5.4 Quality Assurance Policy in the Neonatal Screening Laboratory

Newborn screening represents one of the most important results of preventive medicine in childhood, as it provides useful information for the prevention of diseases characterized by high morbidity and mortality. This implies that reliability of the result of the screening test is guaranteed by newborn screening laboratories because the quality of future life of an affected baby depends on this result. To this end, criteria of good laboratory practice have been well defined. These include quality assurance policies [24] which can be classified into

  • External Quality Assessment which allows laboratories to evaluate accuracy of their measurements on the basis of target values and to compare their performances with those of other laboratories (proficiency assay)

  • Internal Quality Assessment which allows the daily monitoring of the test performance in terms of precision and accuracy and the early identification of any trend of systematic errors before the analytical process is out of control

Newborn screening is a complex process which starts with a blood sample (DBS) and ends with a negative or a positive screening test. The latter case results in the identification of a baby with a high risk for the screened pathology in whom the confirmation of the diagnosis with further tests and clinical referral are needed [25]. Therefore, each phase of this multidisciplinary process needs specific quality assurance policies.
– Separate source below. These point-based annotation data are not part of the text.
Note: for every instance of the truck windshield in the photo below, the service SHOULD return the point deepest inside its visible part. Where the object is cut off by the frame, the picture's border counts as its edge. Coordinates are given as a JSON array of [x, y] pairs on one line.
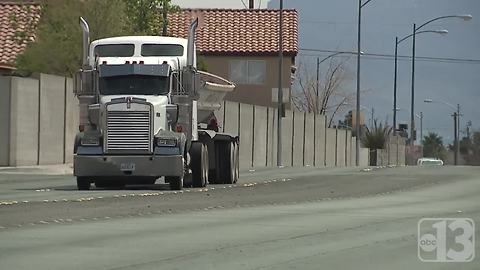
[[134, 85]]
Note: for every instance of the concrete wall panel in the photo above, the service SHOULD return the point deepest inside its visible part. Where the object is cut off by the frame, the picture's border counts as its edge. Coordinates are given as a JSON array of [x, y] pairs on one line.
[[348, 153], [298, 136], [353, 156], [331, 146], [52, 110], [364, 156], [246, 135], [309, 140], [231, 117], [272, 137], [287, 136], [341, 135], [24, 122], [319, 140], [220, 114], [260, 137], [71, 119], [5, 86]]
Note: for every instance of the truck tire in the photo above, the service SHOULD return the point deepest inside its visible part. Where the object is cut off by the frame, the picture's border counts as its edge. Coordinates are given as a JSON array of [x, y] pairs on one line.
[[199, 164], [83, 183], [175, 182]]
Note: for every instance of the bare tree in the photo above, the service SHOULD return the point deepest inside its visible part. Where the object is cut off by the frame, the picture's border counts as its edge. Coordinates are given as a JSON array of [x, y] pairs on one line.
[[326, 95]]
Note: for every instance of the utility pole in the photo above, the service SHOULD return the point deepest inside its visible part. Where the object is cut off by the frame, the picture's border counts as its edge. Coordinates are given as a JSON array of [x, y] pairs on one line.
[[372, 117], [457, 145], [280, 90], [317, 106], [395, 90], [421, 126], [455, 130]]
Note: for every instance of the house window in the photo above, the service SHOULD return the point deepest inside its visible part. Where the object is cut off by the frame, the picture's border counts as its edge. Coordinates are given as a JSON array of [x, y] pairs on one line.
[[247, 71]]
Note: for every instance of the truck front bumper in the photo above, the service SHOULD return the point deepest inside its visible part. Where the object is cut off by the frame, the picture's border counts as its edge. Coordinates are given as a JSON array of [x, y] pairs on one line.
[[85, 165]]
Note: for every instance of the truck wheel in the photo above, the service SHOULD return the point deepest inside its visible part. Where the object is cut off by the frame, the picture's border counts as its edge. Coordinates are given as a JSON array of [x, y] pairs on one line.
[[176, 182], [83, 183], [199, 164]]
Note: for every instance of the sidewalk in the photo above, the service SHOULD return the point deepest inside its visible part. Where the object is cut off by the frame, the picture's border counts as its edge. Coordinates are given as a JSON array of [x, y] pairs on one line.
[[59, 169]]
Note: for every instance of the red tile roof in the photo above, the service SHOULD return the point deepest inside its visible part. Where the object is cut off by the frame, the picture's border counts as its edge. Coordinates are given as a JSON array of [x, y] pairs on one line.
[[238, 31], [9, 47]]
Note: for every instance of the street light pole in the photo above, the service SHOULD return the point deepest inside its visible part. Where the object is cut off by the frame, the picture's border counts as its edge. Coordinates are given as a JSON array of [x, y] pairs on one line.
[[359, 52], [357, 114], [280, 90], [397, 42], [466, 17], [412, 104], [395, 90], [455, 130], [421, 126]]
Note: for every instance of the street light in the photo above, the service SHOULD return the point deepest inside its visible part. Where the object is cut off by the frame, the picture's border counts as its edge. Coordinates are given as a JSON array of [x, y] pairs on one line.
[[465, 17], [456, 124], [359, 49], [280, 90], [318, 72], [397, 42]]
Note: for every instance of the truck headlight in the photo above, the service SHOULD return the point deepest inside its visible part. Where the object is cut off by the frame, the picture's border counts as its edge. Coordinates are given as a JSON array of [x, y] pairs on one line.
[[171, 142], [90, 141]]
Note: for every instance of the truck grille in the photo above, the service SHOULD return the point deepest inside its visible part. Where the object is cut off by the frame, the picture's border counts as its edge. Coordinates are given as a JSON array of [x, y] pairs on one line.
[[128, 130]]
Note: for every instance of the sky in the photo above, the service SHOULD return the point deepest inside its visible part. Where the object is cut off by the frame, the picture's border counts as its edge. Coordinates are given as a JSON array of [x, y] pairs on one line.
[[331, 25]]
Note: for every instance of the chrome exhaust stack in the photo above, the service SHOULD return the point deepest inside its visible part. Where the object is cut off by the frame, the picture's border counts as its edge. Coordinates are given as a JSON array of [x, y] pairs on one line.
[[86, 42], [191, 43]]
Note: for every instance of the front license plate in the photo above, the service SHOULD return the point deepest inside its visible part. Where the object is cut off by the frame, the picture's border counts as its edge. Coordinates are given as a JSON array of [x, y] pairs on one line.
[[127, 166]]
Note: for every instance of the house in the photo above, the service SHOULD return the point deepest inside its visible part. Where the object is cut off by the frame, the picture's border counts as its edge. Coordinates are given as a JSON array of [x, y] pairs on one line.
[[13, 19], [242, 45], [238, 44]]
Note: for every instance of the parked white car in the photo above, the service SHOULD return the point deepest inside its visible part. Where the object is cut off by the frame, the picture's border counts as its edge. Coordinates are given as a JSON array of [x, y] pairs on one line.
[[429, 162]]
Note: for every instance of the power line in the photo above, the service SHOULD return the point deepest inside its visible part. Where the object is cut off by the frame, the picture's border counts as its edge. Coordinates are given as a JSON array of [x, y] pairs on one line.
[[380, 56]]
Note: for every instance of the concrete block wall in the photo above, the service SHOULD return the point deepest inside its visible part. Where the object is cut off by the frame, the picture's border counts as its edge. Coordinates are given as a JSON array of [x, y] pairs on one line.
[[298, 138], [52, 116], [24, 122], [246, 135], [320, 140], [260, 145], [309, 140], [341, 148], [330, 147], [5, 83], [39, 120]]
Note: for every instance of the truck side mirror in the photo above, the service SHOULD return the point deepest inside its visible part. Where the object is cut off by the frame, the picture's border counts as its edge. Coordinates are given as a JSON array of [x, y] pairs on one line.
[[172, 114], [84, 83]]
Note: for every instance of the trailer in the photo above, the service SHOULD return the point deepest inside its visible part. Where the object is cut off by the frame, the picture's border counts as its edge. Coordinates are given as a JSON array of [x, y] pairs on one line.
[[146, 112]]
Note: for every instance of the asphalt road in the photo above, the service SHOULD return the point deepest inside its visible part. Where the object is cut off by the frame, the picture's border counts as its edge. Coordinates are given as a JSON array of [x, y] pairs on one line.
[[290, 218]]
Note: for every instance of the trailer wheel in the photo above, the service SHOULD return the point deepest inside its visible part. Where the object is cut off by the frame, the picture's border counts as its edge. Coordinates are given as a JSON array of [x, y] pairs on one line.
[[176, 182], [83, 183], [199, 164], [237, 162], [229, 174]]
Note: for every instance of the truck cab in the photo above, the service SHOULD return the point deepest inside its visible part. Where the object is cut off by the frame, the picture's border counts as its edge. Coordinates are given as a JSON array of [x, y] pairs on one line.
[[138, 98]]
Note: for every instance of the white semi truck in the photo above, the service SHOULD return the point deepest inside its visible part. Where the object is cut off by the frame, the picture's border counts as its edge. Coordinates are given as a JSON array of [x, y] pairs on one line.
[[146, 112]]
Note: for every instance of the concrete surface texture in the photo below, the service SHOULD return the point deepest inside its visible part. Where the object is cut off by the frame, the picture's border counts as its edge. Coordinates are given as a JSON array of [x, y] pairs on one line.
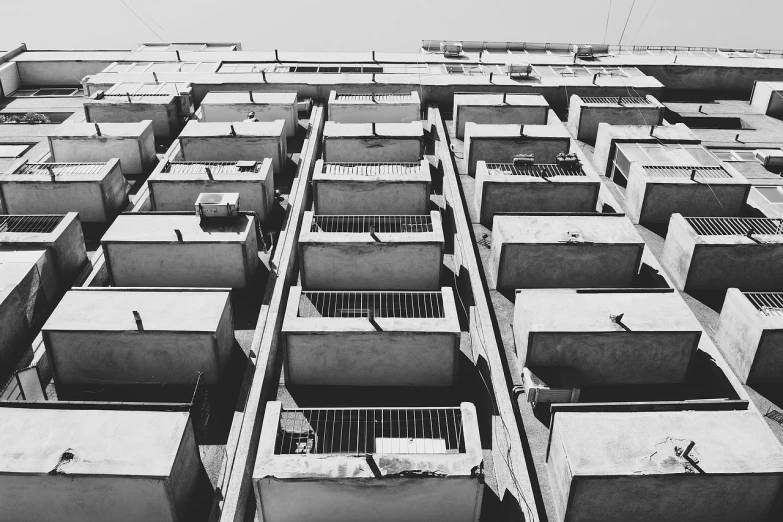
[[82, 465], [492, 108], [651, 466], [93, 337], [397, 108], [564, 251], [652, 338]]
Newborn screening laboratories should have policies and procedures to address the time-sensitive issues of testing and the handling of varying conditions of the infants, including specimen collection for preterm or low birth weight infants, sick newborns, or those in need of special care. Written procedures addressing specimen-related issues (timing of specimen collection and submission, sample’s quality, number and sources of samples) should be consistently applied. Again, newborn laboratories should continuously monitor the performance of their screening tests and determine the need for reevaluating performance specifications as new disease information or test performance data become available [26]. Guidelines and reference procedures are currently available [7, 14, 27, 28] and allow laboratories to define their quality assessment policy.

For what strictly concerns newborn screening for CH, the wide variability of reference intervals of TSH and thyroid hormones at birth, which may be affected by neonatal factors such as gestational age, low birth weight, sex, ethnicity, age at screening, and type of delivery, should be also taken into consideration. The definition of correct reference intervals for TSH in each category of newborns (preterm, at term, acutely ill newborns, etc.) is needed to define the cutoff values that will be used to select an affected baby. The reference interval is generally the nonparametric central 95 %. In a screening program,the cutoff value represents the “decision value” at which a result is considered positive. Therefore, each laboratory, to correctly determine the test’s cutoff, should calculate the test’s sensitivity and specificity and weigh increased detection of mild cases vs harm from recall of normal infants.